George "marketed the lava lamp"? What is that all about? My client is innocent, your honor: when the lava lamp was marketed, he was busy mimeographing handouts about ordering constraints among syntactic transformations.

Finally, I'm surprised that there's so little sensitivity to a relevant piece of word-sense ambiguity here. The founding fathers framed the Constitution, and are conventionally called " The Framers". That metaphor is based on the idea of framing a building, setting its essential structure in place. Why does (almost) everyone now seem to take it for granted that "framing" an issue is how you tell people about it, rather than how you decide to think about it? Is everyone caught instead in the idea of framing as wrapping a (purely decorative and presentational) frame around a picture? This was my first reaction to the MSM discussion of framing, and nothing much seems to have changed, in this respect, since July of 2004. Thinking about The Framers might help re-frame framing.

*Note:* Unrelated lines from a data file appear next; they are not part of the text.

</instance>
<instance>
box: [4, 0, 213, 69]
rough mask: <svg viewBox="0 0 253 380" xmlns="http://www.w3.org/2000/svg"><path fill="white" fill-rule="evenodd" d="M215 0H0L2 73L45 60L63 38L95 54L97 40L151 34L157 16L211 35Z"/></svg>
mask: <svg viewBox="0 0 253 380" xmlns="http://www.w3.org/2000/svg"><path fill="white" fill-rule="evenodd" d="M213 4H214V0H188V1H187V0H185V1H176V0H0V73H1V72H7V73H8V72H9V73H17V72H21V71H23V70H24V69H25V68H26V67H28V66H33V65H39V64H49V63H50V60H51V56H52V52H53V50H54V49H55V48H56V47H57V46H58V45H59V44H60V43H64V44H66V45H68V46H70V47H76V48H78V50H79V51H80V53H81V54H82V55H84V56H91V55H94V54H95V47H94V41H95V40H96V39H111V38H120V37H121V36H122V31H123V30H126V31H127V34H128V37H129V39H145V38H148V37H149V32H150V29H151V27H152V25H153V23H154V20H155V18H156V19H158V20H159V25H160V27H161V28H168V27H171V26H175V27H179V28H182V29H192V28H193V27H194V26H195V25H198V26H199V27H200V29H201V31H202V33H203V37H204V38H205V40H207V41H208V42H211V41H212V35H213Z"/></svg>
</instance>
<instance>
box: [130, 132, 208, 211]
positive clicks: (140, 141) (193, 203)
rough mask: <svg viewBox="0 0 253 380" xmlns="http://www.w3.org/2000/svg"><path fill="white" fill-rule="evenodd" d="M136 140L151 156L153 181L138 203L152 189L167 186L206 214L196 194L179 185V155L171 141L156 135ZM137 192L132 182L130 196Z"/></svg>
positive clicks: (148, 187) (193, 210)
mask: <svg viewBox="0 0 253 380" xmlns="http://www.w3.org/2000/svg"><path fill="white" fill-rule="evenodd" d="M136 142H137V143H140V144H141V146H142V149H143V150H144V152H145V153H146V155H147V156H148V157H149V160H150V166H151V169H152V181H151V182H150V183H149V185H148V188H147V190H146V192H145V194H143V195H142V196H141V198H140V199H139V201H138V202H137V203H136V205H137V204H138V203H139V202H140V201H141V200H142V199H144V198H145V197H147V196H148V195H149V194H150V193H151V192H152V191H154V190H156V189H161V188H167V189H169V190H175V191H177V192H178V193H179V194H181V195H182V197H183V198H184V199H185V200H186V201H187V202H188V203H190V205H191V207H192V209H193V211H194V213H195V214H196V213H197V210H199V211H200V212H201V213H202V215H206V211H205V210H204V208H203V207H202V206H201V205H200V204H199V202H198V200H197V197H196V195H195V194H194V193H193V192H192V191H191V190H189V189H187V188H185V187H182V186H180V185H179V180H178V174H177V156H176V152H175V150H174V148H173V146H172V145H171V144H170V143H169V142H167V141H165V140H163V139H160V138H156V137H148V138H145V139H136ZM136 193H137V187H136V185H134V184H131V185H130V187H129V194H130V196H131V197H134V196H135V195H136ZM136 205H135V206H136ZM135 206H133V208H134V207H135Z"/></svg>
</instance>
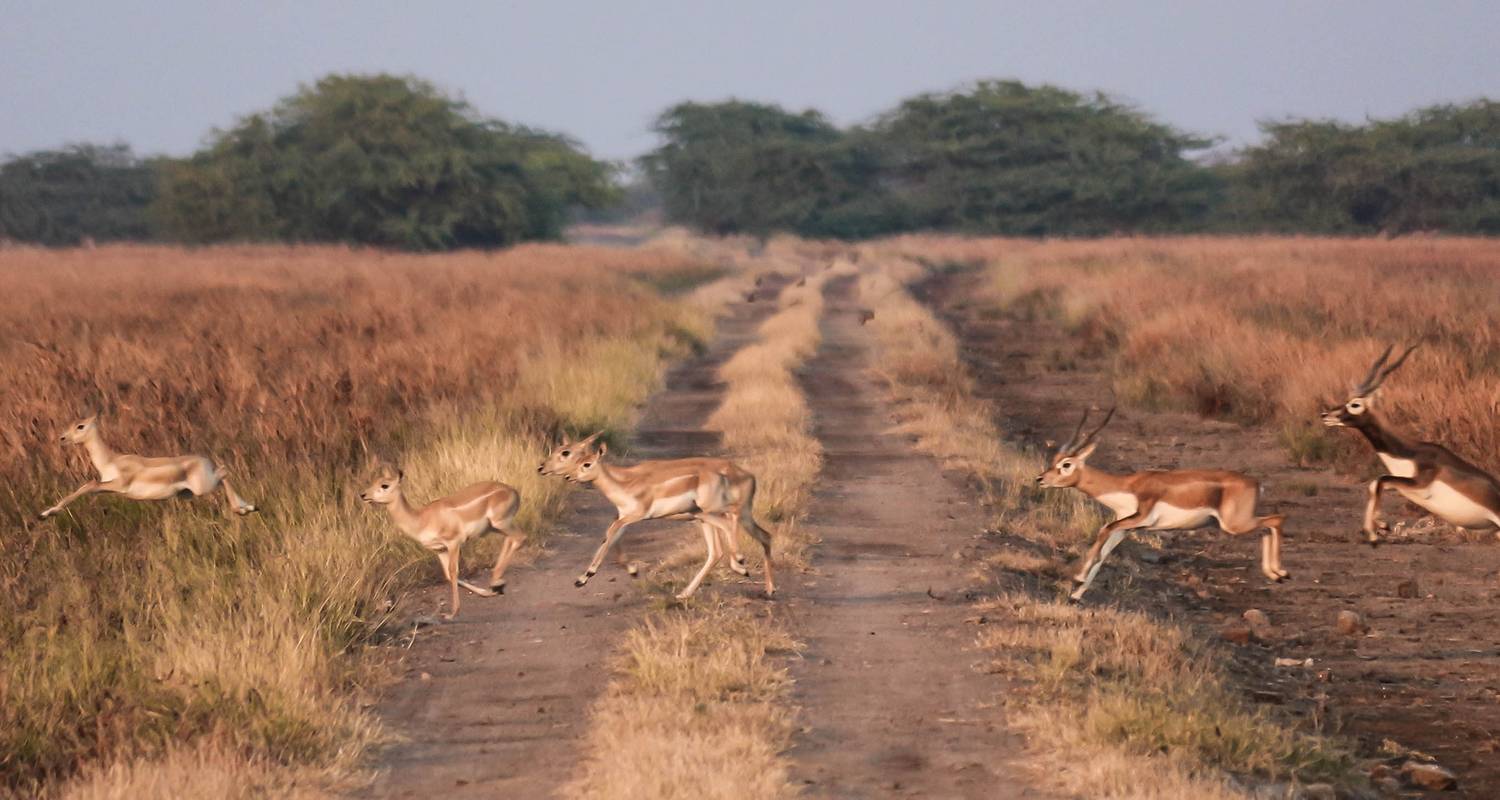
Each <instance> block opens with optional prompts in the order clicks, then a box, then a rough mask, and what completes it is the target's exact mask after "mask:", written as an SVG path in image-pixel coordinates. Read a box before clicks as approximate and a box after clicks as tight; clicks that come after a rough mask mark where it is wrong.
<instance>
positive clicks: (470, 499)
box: [360, 465, 525, 620]
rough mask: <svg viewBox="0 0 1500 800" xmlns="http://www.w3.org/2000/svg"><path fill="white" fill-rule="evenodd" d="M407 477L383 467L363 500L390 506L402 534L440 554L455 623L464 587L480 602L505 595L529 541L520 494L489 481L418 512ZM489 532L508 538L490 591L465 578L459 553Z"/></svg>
mask: <svg viewBox="0 0 1500 800" xmlns="http://www.w3.org/2000/svg"><path fill="white" fill-rule="evenodd" d="M404 477H405V476H404V474H402V471H401V470H393V468H390V467H387V465H381V467H380V471H378V474H377V476H375V482H374V483H371V486H369V488H368V489H365V491H363V492H360V500H363V501H366V503H369V504H372V506H386V509H387V510H390V516H392V519H395V521H396V527H399V528H401V530H402V533H405V534H407V536H410V537H413V539H416V540H417V543H419V545H422V546H425V548H428V549H431V551H434V552H435V554H437V557H438V563H440V564H443V576H444V578H446V579H447V581H449V591H450V594H452V599H453V603H452V605H453V611H450V612H449V614H444V618H449V620H452V618H453V617H456V615H458V612H459V587H460V585H462V587H463V588H466V590H469V591H472V593H474V594H478V596H480V597H492V596H495V594H504V593H505V566H507V564H510V557H511V555H514V554H516V551H517V549H520V545H522V542H523V540H525V534H523V533H522V531H520V530H519V528H516V522H514V519H516V509H519V507H520V494H519V492H516V489H511V488H510V486H507V485H504V483H499V482H495V480H484V482H480V483H474V485H472V486H466V488H463V489H459V491H458V492H455V494H450V495H447V497H443V498H438V500H434V501H432V503H428V504H426V506H423V507H422V509H414V507H411V504H410V503H408V501H407V495H405V494H404V492H402V491H401V482H402V479H404ZM486 533H501V534H504V536H505V543H504V545H501V548H499V557H498V558H496V560H495V569H493V570H492V572H490V573H489V588H483V587H477V585H474V584H471V582H468V581H463V579H460V578H459V549H460V548H462V546H463V542H466V540H469V539H472V537H477V536H484V534H486Z"/></svg>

Though Bai's stuff on current uptake is interesting, the article's treatment of the framing ideas themselves is weak or worse. If you're interested, you can find better stuff in earlier magazine articles, and still better stuff in the (admittedly sprawling) blogospheric discussion:

Magazine links:

Michael Erard, "Frame Wars", in The Texas Observer (11/5/2004)
Marc Cooper, "Thinking of Jackasses", in The Atlantic Monthly (4/2005)
Joshua Green, "It Isn't the Message, Stupid", in The Atlantic Monthly (5/2005)

Blog links:

Language Log:
9/3/2003 "Linguistic punditocracy: the Rockridge Institute",
6/13/2004
"W the debater",
7/23/2004
"It's about ideas, not words",
9/4/2004 "Frames and messages",
9/9/2004
"More on Lakoff on framing",
9/22/2004
"Lakoff hits the big time, blogwise",
10/5/2004
"Good theory, bad practice -- or contrariwise?",
4/14/2005 "Linguistic sorcerers".

Chris at Mixing Memory:
9/09/2004 "Framing the convention",
9/16/2004
"Karl Rove the Feminist Bankteller",
9/21/2004
"Lakoff in the Blogosphere",
9/22/2004
"Understanding Frames with an Eye Toward Using Them Better",
9/27/2004
"Lakoff's View of Metaphors",
10/02/2004
"Lakoff is Everywhere!"

Coturnix at Science and Politics:
9/17/2004 "'Framing' is spreading through the Blogosphere"
9/20/2004 "Kos discovers Lakoff"
9/21/2004 "Nurturant is not Coddly!"

Justin at Semantic Compositions:
9/30/2004
"Maybe try thinking of a donkey",
9/30/2004
"What George Lakoff knows about the mind",
10/1/2004
"How not to test a hypothesis",
10/5/2004 "Excellent, excellent",
10/14/2004
"Relax? I can't relax!",
10/18/2004
"Elephants in George's pajamas",
11/15/2004 "A reply to my critics".

[Update: Arnold Zwicky has corrected my false belief that Paul Postal was a grad student with Chomsky at MIT:

you're right about george lakoff, but not about paul postal. neither george nor paul was a student at MIT; paul's ph.d., on mohawk morphophonology, is from yale (with floyd lounsbury as his adviser, if i remember correctly). paul did teach at MIT. but he was a "student" of chomsky's only in the way that, say, bob stockwell and chuck fillmore and emmon bach were chomsky's students.

That's teach me to put down "facts" without checking. It's embarrassing to do something like this in the context of correcting someone else's error. As always, the Language Log customer service representatives stand ready to refund your subscription fees in case of less than full satisfaction.]